El orden de los hechos parte del asombro y de la incredulidad por la muerte de la madre.
Los cuerpos giran alrededor de la fogata de los naufragios de la vida. Nada puede comprenderse cabalmente cuando el cuerpo de la madre se deshoja. Porque ese deshojar contagia a las hijas que, como si hicieran una ronda, se llenan de silencio y sólo con la mirada hacen un ritual de lenta despedida. La voz existe, pero no saben qué decir ante el desvelo de la vida, ni siquiera se atreven a pronunciar calle Comonfort como ofrenda a la historia de la madre.
II
El cuerpo es el lugar propicio para que el dolor sin adjetivo se arraigue y deje de moverse. Porque la madre está acostada y la hija mayor la cuida y entonces, tú mecanógrafa de los silencios te llenas de culpabilidad y comes a todas horas. Comes y bebes vino e imaginas que haces el recuento de todos tus lutos acumulados, pero sabes que al final eso será absurdo porque tus muertos han estado siempre contigo, te han coronado en la hora de la desgracia y han hecho de tus ataques de pánico la danza perfecta para que el clonazepam se adhiera meticulosamente a tus papilas.

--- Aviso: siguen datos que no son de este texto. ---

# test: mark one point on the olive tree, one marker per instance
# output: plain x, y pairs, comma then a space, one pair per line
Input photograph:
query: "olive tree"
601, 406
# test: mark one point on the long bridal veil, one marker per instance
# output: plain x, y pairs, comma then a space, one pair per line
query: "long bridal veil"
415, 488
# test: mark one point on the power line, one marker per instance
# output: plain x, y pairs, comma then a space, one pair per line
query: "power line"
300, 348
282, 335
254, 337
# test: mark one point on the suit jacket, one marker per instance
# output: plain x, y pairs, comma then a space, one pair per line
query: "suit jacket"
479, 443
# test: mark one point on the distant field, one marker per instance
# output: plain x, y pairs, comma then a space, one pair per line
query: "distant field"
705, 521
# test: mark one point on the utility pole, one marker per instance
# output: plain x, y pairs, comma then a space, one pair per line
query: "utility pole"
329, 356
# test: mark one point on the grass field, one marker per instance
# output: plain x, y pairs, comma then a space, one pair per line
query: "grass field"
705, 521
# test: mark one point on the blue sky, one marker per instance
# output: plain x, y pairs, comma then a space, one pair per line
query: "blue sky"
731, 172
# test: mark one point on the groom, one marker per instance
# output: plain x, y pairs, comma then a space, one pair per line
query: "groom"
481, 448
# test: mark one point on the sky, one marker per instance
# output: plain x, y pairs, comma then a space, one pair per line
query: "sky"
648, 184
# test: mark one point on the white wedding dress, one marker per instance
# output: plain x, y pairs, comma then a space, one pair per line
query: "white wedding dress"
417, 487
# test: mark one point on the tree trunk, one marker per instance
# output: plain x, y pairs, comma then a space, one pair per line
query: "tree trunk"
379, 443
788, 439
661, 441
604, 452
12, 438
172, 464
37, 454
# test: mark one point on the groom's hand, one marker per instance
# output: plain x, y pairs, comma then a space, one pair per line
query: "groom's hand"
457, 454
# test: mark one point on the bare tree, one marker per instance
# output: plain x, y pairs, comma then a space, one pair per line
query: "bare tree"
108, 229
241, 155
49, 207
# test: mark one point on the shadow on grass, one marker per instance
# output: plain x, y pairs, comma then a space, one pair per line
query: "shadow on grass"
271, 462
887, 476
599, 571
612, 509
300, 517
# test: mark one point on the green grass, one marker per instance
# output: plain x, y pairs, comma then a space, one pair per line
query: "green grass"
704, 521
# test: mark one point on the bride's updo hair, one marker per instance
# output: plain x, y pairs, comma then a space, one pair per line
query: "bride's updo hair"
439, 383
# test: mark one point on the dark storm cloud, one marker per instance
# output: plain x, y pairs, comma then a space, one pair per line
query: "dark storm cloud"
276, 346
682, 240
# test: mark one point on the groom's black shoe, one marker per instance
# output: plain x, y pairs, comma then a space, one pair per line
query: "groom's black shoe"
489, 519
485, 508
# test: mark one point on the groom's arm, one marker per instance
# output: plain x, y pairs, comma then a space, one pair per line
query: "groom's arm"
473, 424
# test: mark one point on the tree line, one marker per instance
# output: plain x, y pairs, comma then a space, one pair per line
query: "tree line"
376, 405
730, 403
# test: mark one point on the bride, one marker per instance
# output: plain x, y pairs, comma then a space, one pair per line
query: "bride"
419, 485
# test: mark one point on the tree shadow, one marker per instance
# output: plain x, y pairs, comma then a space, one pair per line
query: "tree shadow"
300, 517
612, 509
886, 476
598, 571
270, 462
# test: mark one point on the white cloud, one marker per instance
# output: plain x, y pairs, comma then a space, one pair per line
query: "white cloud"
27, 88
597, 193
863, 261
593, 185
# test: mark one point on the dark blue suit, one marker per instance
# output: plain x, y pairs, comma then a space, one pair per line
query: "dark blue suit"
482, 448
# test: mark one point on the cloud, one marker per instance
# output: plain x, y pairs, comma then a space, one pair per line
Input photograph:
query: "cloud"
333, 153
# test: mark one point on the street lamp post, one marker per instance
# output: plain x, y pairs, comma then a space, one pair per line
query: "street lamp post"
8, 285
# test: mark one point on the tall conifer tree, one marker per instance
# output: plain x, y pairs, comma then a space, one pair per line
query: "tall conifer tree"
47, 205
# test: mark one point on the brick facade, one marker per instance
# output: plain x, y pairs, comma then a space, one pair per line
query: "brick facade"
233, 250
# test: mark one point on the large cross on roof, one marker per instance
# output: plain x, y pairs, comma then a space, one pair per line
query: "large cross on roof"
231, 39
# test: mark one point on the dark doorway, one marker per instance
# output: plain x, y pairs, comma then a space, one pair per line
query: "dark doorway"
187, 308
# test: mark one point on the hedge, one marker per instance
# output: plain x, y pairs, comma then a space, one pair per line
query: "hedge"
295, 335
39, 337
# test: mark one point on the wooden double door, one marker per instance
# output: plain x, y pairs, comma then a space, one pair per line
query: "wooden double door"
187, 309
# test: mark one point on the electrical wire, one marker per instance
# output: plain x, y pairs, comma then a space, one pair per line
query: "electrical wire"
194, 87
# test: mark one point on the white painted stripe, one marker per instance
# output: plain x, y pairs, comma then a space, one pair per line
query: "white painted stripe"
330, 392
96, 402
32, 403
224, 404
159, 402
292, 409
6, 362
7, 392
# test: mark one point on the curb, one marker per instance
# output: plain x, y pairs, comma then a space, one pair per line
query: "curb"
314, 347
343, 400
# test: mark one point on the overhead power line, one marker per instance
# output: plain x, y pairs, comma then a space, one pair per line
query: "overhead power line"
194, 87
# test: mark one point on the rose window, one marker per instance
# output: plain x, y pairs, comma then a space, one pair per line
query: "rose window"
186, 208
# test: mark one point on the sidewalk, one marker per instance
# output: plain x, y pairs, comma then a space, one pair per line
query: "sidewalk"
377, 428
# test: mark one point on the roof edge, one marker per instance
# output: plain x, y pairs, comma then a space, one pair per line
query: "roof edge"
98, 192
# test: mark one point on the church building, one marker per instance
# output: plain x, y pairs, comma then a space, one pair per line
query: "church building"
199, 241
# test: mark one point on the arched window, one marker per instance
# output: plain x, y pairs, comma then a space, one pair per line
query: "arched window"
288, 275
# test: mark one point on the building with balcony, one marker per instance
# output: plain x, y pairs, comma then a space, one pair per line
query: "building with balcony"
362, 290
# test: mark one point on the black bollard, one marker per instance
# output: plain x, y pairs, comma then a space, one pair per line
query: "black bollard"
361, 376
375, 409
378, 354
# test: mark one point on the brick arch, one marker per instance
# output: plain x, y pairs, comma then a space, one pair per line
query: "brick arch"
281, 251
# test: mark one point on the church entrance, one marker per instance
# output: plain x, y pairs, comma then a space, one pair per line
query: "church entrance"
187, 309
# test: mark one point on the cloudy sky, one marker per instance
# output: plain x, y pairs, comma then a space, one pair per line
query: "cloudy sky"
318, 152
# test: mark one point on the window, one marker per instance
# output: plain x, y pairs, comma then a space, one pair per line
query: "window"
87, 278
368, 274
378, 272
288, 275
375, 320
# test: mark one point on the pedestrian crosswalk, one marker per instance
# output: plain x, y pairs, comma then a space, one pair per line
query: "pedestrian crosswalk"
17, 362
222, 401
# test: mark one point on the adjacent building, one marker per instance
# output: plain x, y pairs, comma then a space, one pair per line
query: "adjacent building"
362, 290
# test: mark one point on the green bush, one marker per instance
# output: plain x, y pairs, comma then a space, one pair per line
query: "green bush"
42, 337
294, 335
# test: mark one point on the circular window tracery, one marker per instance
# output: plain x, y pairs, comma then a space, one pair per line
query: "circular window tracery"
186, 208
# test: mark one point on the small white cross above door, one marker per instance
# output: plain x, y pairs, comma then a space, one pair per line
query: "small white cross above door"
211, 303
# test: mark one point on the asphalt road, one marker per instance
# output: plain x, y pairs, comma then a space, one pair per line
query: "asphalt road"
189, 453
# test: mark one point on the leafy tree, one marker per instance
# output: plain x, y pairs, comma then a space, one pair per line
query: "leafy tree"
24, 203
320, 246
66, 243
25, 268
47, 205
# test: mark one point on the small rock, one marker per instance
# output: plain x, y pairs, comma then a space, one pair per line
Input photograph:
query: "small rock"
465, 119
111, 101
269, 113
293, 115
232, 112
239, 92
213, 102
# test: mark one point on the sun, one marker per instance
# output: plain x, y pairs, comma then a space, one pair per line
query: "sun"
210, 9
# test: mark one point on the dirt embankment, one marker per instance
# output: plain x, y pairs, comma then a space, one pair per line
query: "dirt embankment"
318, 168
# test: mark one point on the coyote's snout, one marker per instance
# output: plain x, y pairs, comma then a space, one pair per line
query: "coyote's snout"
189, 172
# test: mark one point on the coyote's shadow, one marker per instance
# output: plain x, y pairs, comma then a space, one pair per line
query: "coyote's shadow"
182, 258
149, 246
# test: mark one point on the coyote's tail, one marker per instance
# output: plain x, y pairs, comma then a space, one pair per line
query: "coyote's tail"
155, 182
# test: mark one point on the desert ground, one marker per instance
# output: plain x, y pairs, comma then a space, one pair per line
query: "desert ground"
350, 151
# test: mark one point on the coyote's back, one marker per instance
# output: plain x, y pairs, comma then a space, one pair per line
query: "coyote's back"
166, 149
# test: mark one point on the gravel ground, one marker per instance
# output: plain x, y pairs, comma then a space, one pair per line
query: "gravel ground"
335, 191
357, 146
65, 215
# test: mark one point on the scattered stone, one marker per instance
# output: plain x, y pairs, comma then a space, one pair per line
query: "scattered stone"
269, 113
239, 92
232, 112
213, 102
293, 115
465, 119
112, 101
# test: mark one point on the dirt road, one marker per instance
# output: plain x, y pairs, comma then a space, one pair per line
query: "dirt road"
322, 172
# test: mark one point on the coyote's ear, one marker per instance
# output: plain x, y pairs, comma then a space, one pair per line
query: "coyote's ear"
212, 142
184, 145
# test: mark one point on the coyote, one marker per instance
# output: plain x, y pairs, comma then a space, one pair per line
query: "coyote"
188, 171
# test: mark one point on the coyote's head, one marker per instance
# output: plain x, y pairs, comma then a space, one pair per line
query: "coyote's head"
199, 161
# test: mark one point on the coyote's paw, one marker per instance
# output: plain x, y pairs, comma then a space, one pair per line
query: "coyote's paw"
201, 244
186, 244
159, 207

Ahora viajas sin tren y te colocas en los años en que la ciudad te abrasó. Tú destruida por el fuego del dolor, corrías al hospital general porque el compañero fue acorralado por un gran tumor. Un tumor que te asaltó en forma de incredulidad. Lo recuerdas saber que ese tumor existía en tu compañero te hacía temblar siempre. Siempre temblorosa a tus 29 años.
Imaginas que de todos los muertos que te han marcado tienes fotografías y que en un acto demencial podrías colocar cada una y hacer una danza improvisada. A la abuela le dirías que su máquina Singer no se ha perdido en el tiempo y a tu padre obrero le comunicarías con movimientos parsimoniosos que un día te atreverás a sacar la cinta de su entrevista y a transcribirla.
Llega un momento en el que el orden de tus muertos no importa y entonces es a la prima Veroniquita a la que quieres contarle un cuento. Dices: "escribiré", pero hay una quietud en tu cuerpo contra la que no puedes luchar. Cuerpo quieto, ¿te das cuenta? Como el de tu madre. Hablas desde el estupor, desde la vergüenza de sobrevivir, hablas y escribes, mientras, como Dido, quisieras clavarte la daga punzante del destierro mayor. Pero esta vez no sería por Eneas, sino por el dolor que causa una placenta oscura: la madre muerta.
Dicen que sólo te inspiras en los muertos, que has resuelto vislumbrar las flores de las tumbas, en vez de vislumbrar las flores de los vivos. Pero ellos no saben que esas muertes paradójicamente han sembrado vida, y que esa vida son ahora las palabras que laten como corazones redimidos.